The company expects to spend “in the seven figures” on engineering and marketing on the Apache CloudStack project, he said.
The move means Citrix is abandoning its work on its OpenStack distribution. OpenStack decided to create a foundation to back its project. The idea was to add legitimacy to the program, but the move made OpenStack less appealing to Citrix, Dholakia said.
“Citrix as a company does not believe the creation of a foundation is a trivial matter. It’s a task and a risk that is unnecessary to add to such a critical program … particularly when there is a tried and true foundation like Apache,” he said.
In addition, Citrix is firmly throwing its weight behind Amazon’s APIs. Using the same APIs means customers can more easily move workloads between Amazon Web Services and other clouds — namely, private clouds — that also support Amazon’s APIs. While OpenStack supports some Amazon APIs, it appears more interested in backing its own APIs.
“Amazon has invented and created this market. We believe the winning cloud platform will have to have a high degree of interoperability with Amazon,” he said.
Just a couple weeks ago, Amazon announced it backed Eucalyptus in its efforts to support the AWS APIs. It was the first time Amazon offered such backing for the use of its APIs. At the time, experts said that some businesses had been reluctant to use Eucalyptus because they were uncertain if Amazon approved of the use of its APIs.

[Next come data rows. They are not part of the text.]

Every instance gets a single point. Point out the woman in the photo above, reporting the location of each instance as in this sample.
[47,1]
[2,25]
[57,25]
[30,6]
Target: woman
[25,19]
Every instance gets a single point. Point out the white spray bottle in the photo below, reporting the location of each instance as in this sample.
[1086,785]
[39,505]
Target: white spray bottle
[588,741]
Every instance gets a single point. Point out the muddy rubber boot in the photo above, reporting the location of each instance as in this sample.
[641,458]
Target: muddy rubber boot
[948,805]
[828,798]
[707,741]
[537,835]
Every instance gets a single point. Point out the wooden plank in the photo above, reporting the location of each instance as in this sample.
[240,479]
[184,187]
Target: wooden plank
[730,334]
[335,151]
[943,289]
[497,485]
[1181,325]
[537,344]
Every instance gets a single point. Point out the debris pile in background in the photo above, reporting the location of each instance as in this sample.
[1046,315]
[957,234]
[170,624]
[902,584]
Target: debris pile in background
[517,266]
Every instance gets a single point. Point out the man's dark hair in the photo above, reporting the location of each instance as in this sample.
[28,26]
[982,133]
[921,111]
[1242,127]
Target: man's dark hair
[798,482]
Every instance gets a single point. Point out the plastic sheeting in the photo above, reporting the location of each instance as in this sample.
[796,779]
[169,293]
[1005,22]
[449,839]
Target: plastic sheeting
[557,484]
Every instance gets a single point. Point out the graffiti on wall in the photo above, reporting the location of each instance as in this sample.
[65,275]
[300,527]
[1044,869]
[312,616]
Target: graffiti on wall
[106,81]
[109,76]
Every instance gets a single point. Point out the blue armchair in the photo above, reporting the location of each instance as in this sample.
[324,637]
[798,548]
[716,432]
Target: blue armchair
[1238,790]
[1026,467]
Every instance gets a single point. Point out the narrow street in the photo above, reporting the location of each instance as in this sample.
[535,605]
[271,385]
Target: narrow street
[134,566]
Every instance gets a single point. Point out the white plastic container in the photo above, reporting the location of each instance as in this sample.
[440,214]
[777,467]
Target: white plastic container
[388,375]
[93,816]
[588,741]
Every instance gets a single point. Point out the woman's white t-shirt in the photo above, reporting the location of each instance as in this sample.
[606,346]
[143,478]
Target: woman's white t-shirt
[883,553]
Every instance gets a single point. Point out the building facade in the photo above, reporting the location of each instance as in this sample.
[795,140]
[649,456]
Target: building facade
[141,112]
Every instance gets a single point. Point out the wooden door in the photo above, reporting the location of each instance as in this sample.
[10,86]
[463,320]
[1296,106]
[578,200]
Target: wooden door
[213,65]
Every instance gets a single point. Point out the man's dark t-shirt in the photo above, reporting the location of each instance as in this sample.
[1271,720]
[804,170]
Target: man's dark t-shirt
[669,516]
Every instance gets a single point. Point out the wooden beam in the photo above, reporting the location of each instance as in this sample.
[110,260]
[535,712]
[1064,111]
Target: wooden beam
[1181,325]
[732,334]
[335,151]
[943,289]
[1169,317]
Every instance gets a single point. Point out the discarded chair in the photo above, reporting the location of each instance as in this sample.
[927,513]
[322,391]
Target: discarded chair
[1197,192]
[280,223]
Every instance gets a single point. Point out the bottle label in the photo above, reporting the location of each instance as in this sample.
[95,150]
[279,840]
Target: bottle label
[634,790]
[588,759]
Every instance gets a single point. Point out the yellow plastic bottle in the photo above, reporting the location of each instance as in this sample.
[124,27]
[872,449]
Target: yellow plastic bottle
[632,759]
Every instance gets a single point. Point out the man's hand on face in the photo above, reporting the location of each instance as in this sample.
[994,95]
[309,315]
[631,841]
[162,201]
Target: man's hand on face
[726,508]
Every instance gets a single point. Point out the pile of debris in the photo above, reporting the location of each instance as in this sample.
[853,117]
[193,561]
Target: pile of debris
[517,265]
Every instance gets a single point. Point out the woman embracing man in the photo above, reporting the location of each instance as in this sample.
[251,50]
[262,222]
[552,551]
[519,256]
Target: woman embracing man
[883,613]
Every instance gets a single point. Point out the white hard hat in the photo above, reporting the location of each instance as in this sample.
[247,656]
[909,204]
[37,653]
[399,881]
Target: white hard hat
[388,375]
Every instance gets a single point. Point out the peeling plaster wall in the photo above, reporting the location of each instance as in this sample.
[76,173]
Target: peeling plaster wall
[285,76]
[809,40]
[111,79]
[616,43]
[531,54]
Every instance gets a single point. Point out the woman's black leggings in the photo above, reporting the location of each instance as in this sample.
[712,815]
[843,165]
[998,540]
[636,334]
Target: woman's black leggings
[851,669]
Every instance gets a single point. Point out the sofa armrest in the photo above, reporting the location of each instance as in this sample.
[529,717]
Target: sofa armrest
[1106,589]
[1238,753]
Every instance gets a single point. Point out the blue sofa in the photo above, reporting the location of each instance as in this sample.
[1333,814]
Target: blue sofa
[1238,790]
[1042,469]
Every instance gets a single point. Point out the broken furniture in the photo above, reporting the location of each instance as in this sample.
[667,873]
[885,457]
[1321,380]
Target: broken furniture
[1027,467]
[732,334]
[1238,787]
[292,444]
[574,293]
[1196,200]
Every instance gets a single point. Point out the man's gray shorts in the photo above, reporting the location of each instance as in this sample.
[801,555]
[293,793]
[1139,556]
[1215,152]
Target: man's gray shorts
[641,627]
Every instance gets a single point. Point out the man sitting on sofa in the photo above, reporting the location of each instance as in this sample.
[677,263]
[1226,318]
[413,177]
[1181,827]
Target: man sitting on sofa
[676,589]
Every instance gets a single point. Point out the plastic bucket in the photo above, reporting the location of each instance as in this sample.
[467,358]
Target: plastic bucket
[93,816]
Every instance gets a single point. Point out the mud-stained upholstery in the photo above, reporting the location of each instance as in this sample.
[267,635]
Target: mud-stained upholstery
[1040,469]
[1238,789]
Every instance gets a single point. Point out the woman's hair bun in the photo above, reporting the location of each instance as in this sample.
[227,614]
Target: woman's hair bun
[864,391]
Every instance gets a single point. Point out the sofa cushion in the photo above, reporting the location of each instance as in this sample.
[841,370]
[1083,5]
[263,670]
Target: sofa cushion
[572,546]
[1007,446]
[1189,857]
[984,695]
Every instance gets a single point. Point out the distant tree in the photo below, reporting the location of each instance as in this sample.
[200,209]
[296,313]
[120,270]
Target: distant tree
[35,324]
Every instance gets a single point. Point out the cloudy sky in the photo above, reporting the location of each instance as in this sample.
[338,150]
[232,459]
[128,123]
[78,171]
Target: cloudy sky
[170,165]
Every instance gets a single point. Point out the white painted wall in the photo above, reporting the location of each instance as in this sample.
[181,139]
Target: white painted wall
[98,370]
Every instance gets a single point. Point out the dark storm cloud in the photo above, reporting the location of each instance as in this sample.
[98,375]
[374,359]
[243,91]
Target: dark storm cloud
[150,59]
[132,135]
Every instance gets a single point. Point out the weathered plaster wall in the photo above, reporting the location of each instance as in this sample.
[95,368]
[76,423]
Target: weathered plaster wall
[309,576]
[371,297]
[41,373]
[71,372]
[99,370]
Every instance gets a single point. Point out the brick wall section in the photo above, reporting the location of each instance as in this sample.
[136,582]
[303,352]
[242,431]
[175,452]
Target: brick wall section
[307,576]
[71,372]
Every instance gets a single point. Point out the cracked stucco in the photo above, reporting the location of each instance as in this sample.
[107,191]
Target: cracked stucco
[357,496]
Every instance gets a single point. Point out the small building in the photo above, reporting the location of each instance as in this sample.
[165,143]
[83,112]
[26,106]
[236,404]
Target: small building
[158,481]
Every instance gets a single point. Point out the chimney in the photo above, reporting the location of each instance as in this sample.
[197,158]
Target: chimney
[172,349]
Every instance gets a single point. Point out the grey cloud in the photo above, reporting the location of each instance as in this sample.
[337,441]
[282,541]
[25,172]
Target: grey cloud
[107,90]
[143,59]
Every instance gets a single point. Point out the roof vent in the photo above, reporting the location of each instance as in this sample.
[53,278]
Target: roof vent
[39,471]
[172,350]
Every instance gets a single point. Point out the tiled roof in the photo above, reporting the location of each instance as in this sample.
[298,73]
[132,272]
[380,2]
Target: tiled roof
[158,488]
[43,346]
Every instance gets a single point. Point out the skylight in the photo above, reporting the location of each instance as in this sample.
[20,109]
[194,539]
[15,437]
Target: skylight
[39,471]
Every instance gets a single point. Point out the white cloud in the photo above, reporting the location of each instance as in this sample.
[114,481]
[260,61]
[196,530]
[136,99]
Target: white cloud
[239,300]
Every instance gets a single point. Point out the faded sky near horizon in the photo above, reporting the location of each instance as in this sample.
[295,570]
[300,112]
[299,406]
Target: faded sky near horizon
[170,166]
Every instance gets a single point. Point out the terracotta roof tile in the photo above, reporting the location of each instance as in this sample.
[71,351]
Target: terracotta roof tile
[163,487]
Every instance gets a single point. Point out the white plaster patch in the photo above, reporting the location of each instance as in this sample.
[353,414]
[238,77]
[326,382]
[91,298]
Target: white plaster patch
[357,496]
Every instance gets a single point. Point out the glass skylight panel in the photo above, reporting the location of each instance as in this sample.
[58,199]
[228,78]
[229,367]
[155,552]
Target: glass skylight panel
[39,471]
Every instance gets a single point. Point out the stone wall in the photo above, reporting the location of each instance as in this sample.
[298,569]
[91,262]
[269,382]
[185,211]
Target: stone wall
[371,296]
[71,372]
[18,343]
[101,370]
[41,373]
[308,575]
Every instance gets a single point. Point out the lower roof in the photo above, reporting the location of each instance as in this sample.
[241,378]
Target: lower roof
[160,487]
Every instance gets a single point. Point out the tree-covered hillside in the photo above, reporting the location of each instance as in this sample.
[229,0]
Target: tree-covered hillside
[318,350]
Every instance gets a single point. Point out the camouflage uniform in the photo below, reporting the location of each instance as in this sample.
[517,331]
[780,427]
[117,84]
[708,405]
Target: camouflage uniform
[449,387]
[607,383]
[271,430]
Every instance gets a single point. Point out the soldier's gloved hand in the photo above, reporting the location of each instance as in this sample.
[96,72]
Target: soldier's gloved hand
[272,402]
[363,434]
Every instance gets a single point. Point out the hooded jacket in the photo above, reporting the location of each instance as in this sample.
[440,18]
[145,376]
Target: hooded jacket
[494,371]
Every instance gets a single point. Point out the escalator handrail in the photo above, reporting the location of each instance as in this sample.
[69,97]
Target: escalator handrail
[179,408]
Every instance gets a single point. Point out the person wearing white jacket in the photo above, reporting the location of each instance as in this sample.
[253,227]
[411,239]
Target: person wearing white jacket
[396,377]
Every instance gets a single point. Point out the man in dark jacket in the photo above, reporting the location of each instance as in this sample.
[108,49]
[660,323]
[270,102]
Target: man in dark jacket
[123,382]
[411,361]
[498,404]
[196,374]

Without such approval, end users worried about potential intellectual property violations.
In addition, it was always possible that Amazon could make changes to its APIs that could break the interoperability between a Eucalyptus cloud and Amazon’s cloud. As part of the Eucalyptus announcement, the companies said the partnership would ensure that Eucalyptus maintained compatibility with Amazon’s APIs and that Eucalyptus would more quickly be able to support more of Amazon’s APIs.
Citrix would not say if it, too, had Amazon’s official support. But it implied that it does. “The most important component of the Eucalyptus announcement was that it was non-exclusive. I can’t say that we have a public statement beyond that,” Dholakia said.
Citrix is not turning its back entirely on OpenStack. “We will continue to play an active role in the OpenStack community,” Dholakia said. It will continue working with OpenStack on support of Citrix’s hypervisor, for instance. Also, as OpenStack components mature, Citrix could integrate some of them in its own stack, he said.
One analyst thinks the OpenStack community won’t miss Citrix. “OpenStack had several months’ opportunity to work with Citrix on merging the CloudStack and OpenStack codebases. If this announcement were going to be a huge blow to them they would have done something to avert it; in other words, I don’t think the OpenStack developers are very invested in whether Citrix stays or goes,” said Rachel Chalmers, research director of infrastructure for The 451 Group, via email.
OpenStack has big-name backers, including AT&T, Dell and HP, and it’s too early to say what impact the Citrix move will have, said Stephen O’Grady, an analyst with Redmonk. “It’s not good news for OpenStack, obviously, but it’s also very early. They’ve built some momentum for themselves and it will be interesting to see what impact this news has on that,” he said.